School of Health Sciences, University of Tasmania, Tasmania, Australia.
J Stroke Cerebrovasc Dis. 2018 Mar;27(3):660-668. doi: 10.1016/j.jstrokecerebrovasdis.2017.09.055. Epub 2017 Nov 6.
Aneurysmal subarachnoid hemorrhage (aSAH) incidence is not well studied. Varied definitions of "subarachnoid hemorrhage" have led to a lack of clarity regarding aSAH incidence. The impact of area-level socioeconomic disadvantage and geographical location on the incidence of aSAH also remains unclear. Using a population-based statewide study, we examined the incidence of aSAH in relation to socioeconomic disadvantage and geographical location.

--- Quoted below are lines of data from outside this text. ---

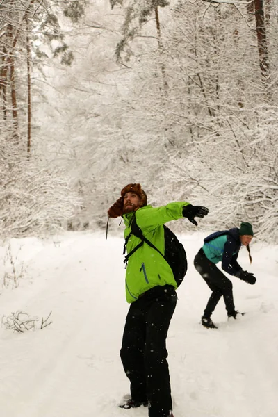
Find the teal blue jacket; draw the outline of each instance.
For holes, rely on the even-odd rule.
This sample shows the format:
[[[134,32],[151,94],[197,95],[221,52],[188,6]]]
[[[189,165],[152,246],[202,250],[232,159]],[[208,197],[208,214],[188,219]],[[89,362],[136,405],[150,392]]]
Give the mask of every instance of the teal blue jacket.
[[[236,275],[242,269],[237,261],[241,244],[238,229],[235,227],[228,231],[227,234],[222,234],[212,240],[207,240],[206,238],[202,249],[211,262],[221,262],[223,270],[230,275]]]
[[[182,218],[182,209],[189,203],[173,202],[161,207],[145,206],[136,212],[123,215],[126,229],[124,238],[130,234],[131,222],[136,215],[136,223],[144,236],[164,255],[165,240],[163,224]],[[127,243],[129,254],[141,239],[131,234]],[[177,288],[173,272],[167,262],[156,250],[144,243],[129,259],[126,272],[126,297],[129,303],[138,300],[139,295],[157,286],[172,285]]]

A retrospective cohort study of nontraumatic subarachnoid hemorrhages from 2010 to 2014 was undertaken. Researchers manually collected data from multiple overlapping sources including statewide administrative databases, individual digital medical records, and death registers. Age-standardized rates (ASRs) per 100,000 person years were calculated using the 2001 Australian population. Differences in incidence rate ratios were calculated by age, sex, area-level socioeconomic status, and geographical location using Poisson regression.

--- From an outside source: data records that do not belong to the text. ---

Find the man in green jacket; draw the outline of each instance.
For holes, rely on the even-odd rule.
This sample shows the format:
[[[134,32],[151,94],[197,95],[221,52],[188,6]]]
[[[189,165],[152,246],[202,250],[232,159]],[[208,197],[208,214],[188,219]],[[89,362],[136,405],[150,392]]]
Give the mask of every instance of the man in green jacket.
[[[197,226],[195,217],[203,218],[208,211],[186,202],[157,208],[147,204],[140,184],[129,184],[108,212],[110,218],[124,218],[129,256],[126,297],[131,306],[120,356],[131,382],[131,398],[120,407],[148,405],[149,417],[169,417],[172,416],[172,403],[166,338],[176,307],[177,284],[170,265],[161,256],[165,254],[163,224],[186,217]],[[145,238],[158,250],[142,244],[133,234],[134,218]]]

The cohort of 237 cases (mean age, 61.0 years) with a female predominance of 166 (70.04%) included 159 confirmed aSAH, 52 community-based deaths, and 26 probable cases. The ASR for aSAH was 9.99 (95% confidence interval [CI], 8.69-11.29). A significant association between area-level socioeconomic disadvantage and incidence was observed, with the rate of aSAH in disadvantaged geographical areas being 1.40 times higher than that in advantaged areas (95% CI, 1.11-1.82; P = .012).
This study uses a comprehensive search of multiple data sources to define a new baseline of aSAH within an Australian population. This study presents a higher incidence rate of aSAH with socioeconomic variations. As a key risk factor that may explain this paradox, addressing socioeconomic inequalities is important for effective prevention and management interventions.
动脉瘤性蛛网膜下腔出血(aSAH)的发病率尚未得到充分研究。“蛛网膜下腔出血”的不同定义导致aSAH发病率缺乏明确性。地区层面的社会经济劣势和地理位置对aSAH发病率的影响也仍不明确。通过一项基于全州人口的研究,我们探讨了aSAH发病率与社会经济劣势及地理位置的关系。
对2010年至2014年非创伤性蛛网膜下腔出血进行回顾性队列研究。研究人员从多个重叠来源手动收集数据,包括全州行政数据库、个人数字病历和死亡登记册。使用2001年澳大利亚人口数据计算每10万人年的年龄标准化率(ASR)。采用泊松回归分析按年龄、性别、地区层面社会经济状况和地理位置计算发病率比值的差异。
该队列包括237例病例(平均年龄61.0岁),女性占主导,共166例(70.04%),其中确诊aSAH 159例,社区死亡52例,可能病例26例。aSAH的ASR为9.99(95%置信区间[CI],8.69 - 11.29)。观察到地区层面社会经济劣势与发病率之间存在显著关联,社会经济劣势地区的aSAH发病率比优势地区高1.40倍(95% CI,1.11 - 1.82;P = 0.012)。
本研究通过对多个数据源的全面检索,确定了澳大利亚人群中aSAH的新基线。本研究表明aSAH发病率存在社会经济差异,且发病率较高。作为可能解释这一矛盾现象的关键风险因素,解决社会经济不平等问题对于有效的预防和管理干预措施至关重要。